A la base, je suis plutôt une habituée des récits fantastiques ou de science-fiction. Cette fois j’ai voulu m’essayer à un autre registre et je trouvais amusant de prendre le contre-pied de faire goûter une mauvaise cuisine à une professionnelle du goût. En revanche, je souhaitais apporter un zest de profondeur à la nouvelle. Qu’elle ne soit pas qu’une simple histoire de « mauvais goût ».
-Votre personnage est visiblement épicurien?
Oui et non, justement mon personnage, du moins au début, est plutôt désabusé. Elle a perdu la notion de plaisir. Dans son travail, elle se rend compte de son statut de vitrine, une coquille de frivolité très éloignée de ses aspirations.
Mais oui, ce repas, plus particulièrement cette bouchée, la rappelle aux plaisirs simples, au lâcher prise. Elle se doit de savourer le présent.
-Elle est adepte du beau, du bon et du vrai…pourtant elle bascule avec joie dans l’amour du contraire ? Au nom de l’amour ?

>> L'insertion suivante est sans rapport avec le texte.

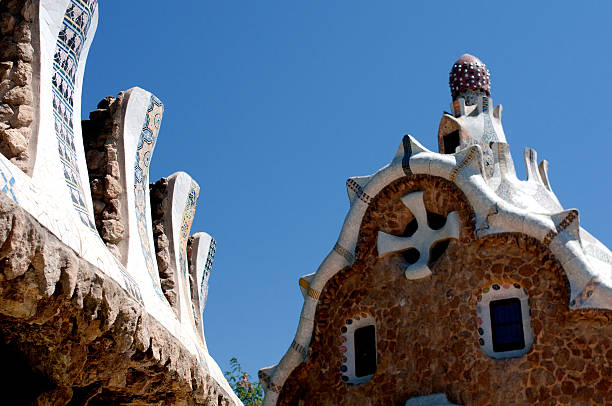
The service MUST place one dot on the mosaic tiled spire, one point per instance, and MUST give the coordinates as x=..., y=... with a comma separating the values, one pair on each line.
x=469, y=75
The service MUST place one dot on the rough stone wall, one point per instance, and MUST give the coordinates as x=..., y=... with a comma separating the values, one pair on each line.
x=80, y=334
x=159, y=205
x=427, y=338
x=101, y=141
x=16, y=86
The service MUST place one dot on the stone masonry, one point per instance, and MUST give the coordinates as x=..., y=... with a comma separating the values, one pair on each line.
x=83, y=339
x=427, y=336
x=167, y=277
x=101, y=137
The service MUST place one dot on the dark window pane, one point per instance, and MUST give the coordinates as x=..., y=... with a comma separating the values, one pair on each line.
x=451, y=142
x=365, y=351
x=507, y=325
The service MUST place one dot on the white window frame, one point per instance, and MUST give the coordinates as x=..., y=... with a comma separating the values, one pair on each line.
x=500, y=291
x=347, y=348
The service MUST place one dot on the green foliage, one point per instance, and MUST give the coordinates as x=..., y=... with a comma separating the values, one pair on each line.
x=251, y=393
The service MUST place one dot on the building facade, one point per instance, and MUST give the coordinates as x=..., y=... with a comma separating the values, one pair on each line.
x=454, y=282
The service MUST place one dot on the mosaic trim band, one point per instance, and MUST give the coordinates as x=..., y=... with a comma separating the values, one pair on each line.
x=466, y=161
x=407, y=155
x=344, y=252
x=571, y=216
x=186, y=221
x=487, y=224
x=355, y=187
x=144, y=151
x=598, y=253
x=207, y=268
x=66, y=58
x=8, y=182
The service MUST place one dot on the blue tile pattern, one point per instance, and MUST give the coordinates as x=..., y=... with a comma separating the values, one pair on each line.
x=7, y=182
x=66, y=59
x=144, y=151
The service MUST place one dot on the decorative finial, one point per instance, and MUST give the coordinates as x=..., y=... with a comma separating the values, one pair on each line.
x=468, y=76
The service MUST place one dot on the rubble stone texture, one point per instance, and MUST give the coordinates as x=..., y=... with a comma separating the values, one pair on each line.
x=159, y=204
x=427, y=338
x=101, y=138
x=16, y=86
x=71, y=335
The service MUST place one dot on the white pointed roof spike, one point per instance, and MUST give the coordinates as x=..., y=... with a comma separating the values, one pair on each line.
x=422, y=240
x=305, y=282
x=543, y=169
x=360, y=181
x=412, y=144
x=497, y=111
x=531, y=165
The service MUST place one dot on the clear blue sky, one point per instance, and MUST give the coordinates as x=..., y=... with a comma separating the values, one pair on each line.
x=271, y=105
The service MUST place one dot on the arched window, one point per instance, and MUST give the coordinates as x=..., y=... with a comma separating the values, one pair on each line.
x=358, y=350
x=504, y=320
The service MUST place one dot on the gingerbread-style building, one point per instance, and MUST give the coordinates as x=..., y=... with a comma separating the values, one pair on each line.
x=454, y=282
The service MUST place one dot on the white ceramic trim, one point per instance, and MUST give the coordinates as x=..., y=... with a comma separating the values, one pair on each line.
x=507, y=290
x=493, y=215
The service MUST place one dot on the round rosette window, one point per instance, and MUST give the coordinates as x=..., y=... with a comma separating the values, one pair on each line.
x=504, y=320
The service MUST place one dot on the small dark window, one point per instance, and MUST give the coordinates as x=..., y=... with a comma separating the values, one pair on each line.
x=365, y=351
x=507, y=325
x=451, y=142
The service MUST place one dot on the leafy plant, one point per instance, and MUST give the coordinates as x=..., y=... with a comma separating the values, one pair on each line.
x=251, y=393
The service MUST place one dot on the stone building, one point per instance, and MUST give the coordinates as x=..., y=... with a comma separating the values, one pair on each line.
x=454, y=282
x=102, y=286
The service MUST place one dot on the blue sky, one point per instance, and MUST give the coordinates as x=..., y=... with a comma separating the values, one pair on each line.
x=272, y=105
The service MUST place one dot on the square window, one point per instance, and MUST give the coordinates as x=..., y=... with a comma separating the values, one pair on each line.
x=365, y=351
x=507, y=325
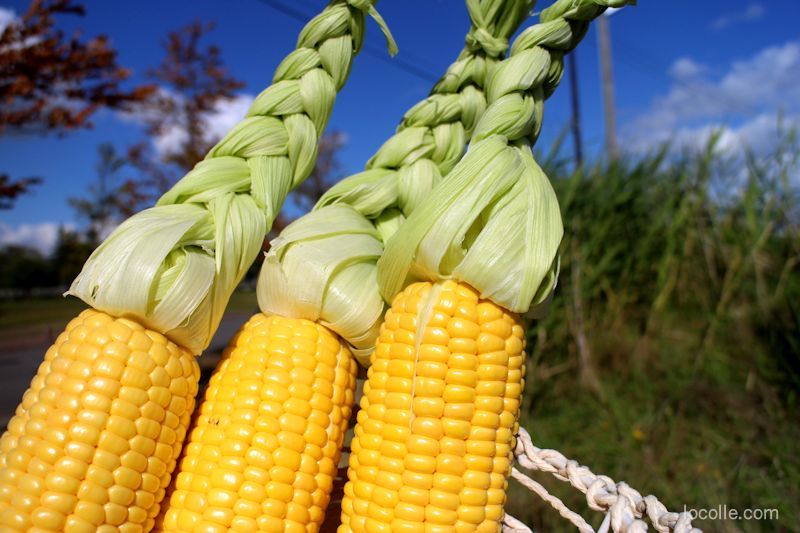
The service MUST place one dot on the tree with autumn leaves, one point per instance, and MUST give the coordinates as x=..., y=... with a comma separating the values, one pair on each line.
x=53, y=83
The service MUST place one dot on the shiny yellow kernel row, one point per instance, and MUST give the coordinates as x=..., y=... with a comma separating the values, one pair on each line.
x=97, y=435
x=263, y=452
x=435, y=433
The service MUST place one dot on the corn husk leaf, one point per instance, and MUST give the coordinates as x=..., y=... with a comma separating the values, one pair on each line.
x=173, y=267
x=493, y=223
x=322, y=268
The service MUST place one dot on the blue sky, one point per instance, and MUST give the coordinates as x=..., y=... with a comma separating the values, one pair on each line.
x=682, y=69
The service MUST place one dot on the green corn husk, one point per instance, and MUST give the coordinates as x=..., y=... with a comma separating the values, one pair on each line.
x=173, y=267
x=494, y=222
x=323, y=267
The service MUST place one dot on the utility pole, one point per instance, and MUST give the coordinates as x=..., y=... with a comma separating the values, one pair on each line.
x=607, y=73
x=576, y=109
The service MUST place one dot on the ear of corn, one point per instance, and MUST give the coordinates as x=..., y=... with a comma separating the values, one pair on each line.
x=98, y=433
x=174, y=266
x=96, y=438
x=435, y=434
x=265, y=448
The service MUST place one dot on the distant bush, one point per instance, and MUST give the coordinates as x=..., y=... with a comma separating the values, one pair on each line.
x=671, y=355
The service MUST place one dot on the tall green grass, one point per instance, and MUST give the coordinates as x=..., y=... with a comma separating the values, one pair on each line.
x=670, y=357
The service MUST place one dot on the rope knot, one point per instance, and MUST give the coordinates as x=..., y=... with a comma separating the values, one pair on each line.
x=481, y=39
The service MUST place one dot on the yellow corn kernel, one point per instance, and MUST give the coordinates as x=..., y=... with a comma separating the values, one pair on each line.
x=273, y=469
x=443, y=392
x=78, y=452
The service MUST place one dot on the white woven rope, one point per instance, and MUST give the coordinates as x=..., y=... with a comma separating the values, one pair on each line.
x=625, y=508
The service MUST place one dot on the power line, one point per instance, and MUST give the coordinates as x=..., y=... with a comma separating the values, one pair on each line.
x=375, y=51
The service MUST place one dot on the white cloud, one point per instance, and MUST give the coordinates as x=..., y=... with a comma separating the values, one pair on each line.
x=41, y=236
x=752, y=12
x=685, y=68
x=743, y=104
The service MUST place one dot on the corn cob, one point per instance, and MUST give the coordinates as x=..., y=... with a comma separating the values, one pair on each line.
x=97, y=434
x=265, y=448
x=193, y=505
x=435, y=434
x=95, y=440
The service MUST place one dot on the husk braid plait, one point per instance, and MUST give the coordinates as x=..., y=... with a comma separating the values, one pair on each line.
x=322, y=267
x=494, y=221
x=173, y=267
x=433, y=134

L’héroïne est une femme de caractère, authentique et une amoureuse du travail bien fait. Elle affectionne le détail qui fait mouche, celui qui fera passer un bon plat à un plat d’exception. Malgré ses nombreux défauts, la cuisine de Dimitri incarne justement cette authenticité qu’elle avait oubliée.
On se rend compte que sa récente expérience avec le client anglais n’est pas inédite. Sa recherche du beau, du bon et du vrai, l’a finalement conduite à la superficialité, l’indécence et à l’inélégance.

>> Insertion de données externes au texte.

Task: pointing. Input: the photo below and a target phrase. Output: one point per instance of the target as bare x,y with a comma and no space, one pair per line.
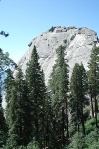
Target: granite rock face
78,43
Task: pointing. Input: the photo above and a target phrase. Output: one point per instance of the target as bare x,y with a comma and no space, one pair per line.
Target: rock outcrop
78,43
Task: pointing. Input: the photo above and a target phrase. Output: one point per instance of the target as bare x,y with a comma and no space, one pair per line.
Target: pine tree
3,127
59,87
36,94
18,113
78,89
93,79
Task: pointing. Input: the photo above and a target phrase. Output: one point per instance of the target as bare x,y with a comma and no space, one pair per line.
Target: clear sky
26,19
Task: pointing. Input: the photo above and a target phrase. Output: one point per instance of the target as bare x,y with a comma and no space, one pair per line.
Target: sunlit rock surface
78,43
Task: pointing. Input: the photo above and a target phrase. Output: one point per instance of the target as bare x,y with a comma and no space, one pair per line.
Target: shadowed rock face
78,43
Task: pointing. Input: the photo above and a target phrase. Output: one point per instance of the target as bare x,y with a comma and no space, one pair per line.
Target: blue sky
26,19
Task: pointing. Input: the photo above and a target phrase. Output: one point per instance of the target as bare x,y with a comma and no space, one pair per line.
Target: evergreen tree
18,112
3,127
36,94
59,87
78,89
93,79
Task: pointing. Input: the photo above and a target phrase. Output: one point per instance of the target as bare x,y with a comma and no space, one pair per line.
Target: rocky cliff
78,43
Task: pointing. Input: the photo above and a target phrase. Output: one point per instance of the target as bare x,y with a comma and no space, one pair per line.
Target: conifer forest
64,114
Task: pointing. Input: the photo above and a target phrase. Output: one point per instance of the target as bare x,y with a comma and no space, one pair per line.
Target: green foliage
78,89
36,96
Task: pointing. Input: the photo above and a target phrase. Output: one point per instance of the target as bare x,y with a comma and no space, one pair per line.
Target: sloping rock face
78,43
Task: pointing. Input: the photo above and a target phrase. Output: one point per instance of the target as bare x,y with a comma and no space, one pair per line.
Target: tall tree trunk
92,106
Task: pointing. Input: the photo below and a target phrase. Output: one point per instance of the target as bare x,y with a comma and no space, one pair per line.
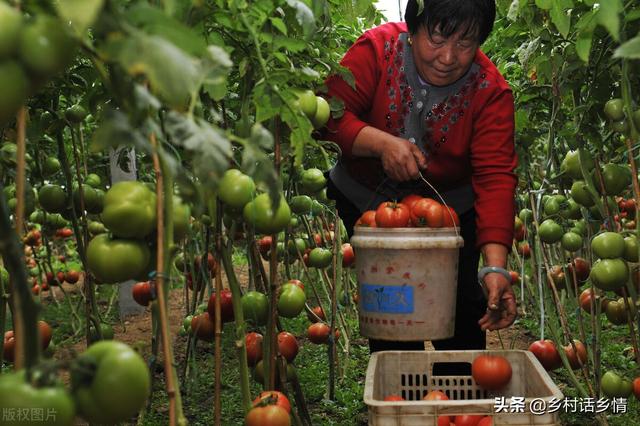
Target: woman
427,102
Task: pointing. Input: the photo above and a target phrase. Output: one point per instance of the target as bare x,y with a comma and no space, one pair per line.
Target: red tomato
547,354
392,215
444,421
427,212
287,345
318,312
264,245
318,333
468,420
142,293
491,372
436,396
348,256
253,343
571,354
273,398
393,398
269,415
226,306
368,218
486,421
450,218
411,199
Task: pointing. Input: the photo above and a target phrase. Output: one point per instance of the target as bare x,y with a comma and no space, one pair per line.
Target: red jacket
469,137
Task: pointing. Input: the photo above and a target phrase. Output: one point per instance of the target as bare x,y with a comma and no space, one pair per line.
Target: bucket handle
443,202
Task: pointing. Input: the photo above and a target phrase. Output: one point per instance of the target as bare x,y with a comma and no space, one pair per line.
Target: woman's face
442,61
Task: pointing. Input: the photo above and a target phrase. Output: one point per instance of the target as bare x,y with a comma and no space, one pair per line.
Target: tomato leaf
211,148
215,67
279,25
629,50
155,22
257,163
608,17
560,19
514,10
544,4
81,13
304,16
173,75
116,129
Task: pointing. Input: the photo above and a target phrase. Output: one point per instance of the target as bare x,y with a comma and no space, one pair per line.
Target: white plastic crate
409,374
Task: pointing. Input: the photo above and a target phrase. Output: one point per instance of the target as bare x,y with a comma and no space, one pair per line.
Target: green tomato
630,249
51,166
93,199
614,109
308,103
255,307
16,395
312,180
45,46
96,228
10,27
117,260
296,245
616,178
52,198
551,207
93,180
316,208
130,210
609,274
550,232
14,86
322,113
291,301
621,126
608,245
236,189
526,216
581,194
260,213
119,387
571,241
301,204
320,257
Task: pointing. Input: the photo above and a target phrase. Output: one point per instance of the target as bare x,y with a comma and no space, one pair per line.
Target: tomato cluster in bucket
412,211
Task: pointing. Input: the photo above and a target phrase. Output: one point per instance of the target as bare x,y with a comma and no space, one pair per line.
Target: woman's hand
401,159
501,303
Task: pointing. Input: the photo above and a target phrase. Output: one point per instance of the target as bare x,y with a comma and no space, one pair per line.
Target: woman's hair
474,17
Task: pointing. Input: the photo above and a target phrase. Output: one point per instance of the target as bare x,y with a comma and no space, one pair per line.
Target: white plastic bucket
407,282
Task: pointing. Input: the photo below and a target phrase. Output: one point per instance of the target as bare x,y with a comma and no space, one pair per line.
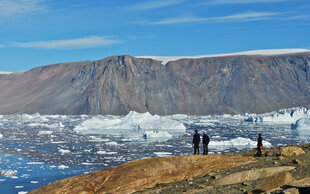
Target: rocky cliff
119,84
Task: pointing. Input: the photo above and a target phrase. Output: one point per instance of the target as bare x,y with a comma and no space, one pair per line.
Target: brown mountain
118,84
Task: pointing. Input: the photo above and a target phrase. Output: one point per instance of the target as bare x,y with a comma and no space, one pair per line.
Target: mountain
252,83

Dans ces hautes sphères, elle arbore l’image de la « femme objet », juste bonne à tenir compagnie aux riches investisseurs en dépit de ses compétences.

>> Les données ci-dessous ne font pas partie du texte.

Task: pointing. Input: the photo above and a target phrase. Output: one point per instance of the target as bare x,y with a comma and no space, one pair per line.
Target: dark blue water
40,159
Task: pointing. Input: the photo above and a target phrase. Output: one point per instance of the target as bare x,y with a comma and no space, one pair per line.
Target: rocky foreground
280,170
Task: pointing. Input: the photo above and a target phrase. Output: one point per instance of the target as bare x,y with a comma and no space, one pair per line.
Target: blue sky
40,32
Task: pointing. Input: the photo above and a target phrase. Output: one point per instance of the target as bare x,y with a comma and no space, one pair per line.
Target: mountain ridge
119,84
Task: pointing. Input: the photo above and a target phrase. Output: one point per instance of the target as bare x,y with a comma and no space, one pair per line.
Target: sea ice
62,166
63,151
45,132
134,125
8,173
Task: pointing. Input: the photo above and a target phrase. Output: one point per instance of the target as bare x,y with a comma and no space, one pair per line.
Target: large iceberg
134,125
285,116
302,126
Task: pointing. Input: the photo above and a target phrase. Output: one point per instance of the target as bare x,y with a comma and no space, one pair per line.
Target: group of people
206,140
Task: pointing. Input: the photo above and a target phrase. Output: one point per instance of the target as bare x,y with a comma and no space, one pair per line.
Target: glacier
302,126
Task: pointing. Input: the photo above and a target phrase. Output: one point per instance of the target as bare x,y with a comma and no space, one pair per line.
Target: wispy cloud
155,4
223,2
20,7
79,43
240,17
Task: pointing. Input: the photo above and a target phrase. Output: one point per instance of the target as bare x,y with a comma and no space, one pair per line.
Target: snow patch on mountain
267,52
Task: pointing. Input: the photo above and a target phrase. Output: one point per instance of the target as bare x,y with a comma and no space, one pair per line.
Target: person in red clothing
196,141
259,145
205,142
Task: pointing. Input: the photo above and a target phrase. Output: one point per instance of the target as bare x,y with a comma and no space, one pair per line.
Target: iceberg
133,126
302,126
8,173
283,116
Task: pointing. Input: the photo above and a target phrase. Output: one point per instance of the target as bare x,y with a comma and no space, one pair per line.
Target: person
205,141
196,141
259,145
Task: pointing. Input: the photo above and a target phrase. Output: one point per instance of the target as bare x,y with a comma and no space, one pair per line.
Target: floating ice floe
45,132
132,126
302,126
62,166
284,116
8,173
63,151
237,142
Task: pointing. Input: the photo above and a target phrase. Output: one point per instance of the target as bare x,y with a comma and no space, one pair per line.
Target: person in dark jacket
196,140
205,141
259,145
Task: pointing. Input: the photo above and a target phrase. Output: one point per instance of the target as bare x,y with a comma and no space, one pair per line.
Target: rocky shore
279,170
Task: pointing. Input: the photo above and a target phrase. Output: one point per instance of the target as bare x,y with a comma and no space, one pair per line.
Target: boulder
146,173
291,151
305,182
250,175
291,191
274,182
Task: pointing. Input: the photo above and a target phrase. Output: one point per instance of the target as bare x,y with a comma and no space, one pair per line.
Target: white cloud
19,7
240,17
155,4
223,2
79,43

C’est Dimitri qui lui fait comprendre son égarement. Tous les efforts qu’il met en œuvre pour lui plaire l’attendrissent. Contrairement aux apparences, il incarne parfaitement le beau, le bon et le vrai. La pureté de ses sentiments amoureux la réconcilie avec elle-même. Il lui permet de se reconnecter aux valeurs profondes qu’elle défend.
-Ici la cuisine révèle sa personnalité ?
En quelque sorte, la (piètre) cuisine de Dimitri révèle surtout les aspirations qu’elle a perdues de vue. L’énorme quantité de travail qu’il a abattu, en étant totalement inexpérimenté, est une véritable prise de conscience pour l’héroïne. Plus qu’une bouchée, c’est une claque qu’elle a prise. Elle a fait vibrer son âme plus que son palais.
-Etes vous cuisinière vous aussi ?
Plutôt pâtissière que cuisinière. J’ai la chance d’avoir un mari qui cuisine très bien, surtout le salé. J’avoue le laisser majoritairement aux commandes des fourneaux. Mon père m’a souvent répété cette maxime « lorsqu’un pianiste est dans la salle, c’est à lui que l’on confie le piano ! ».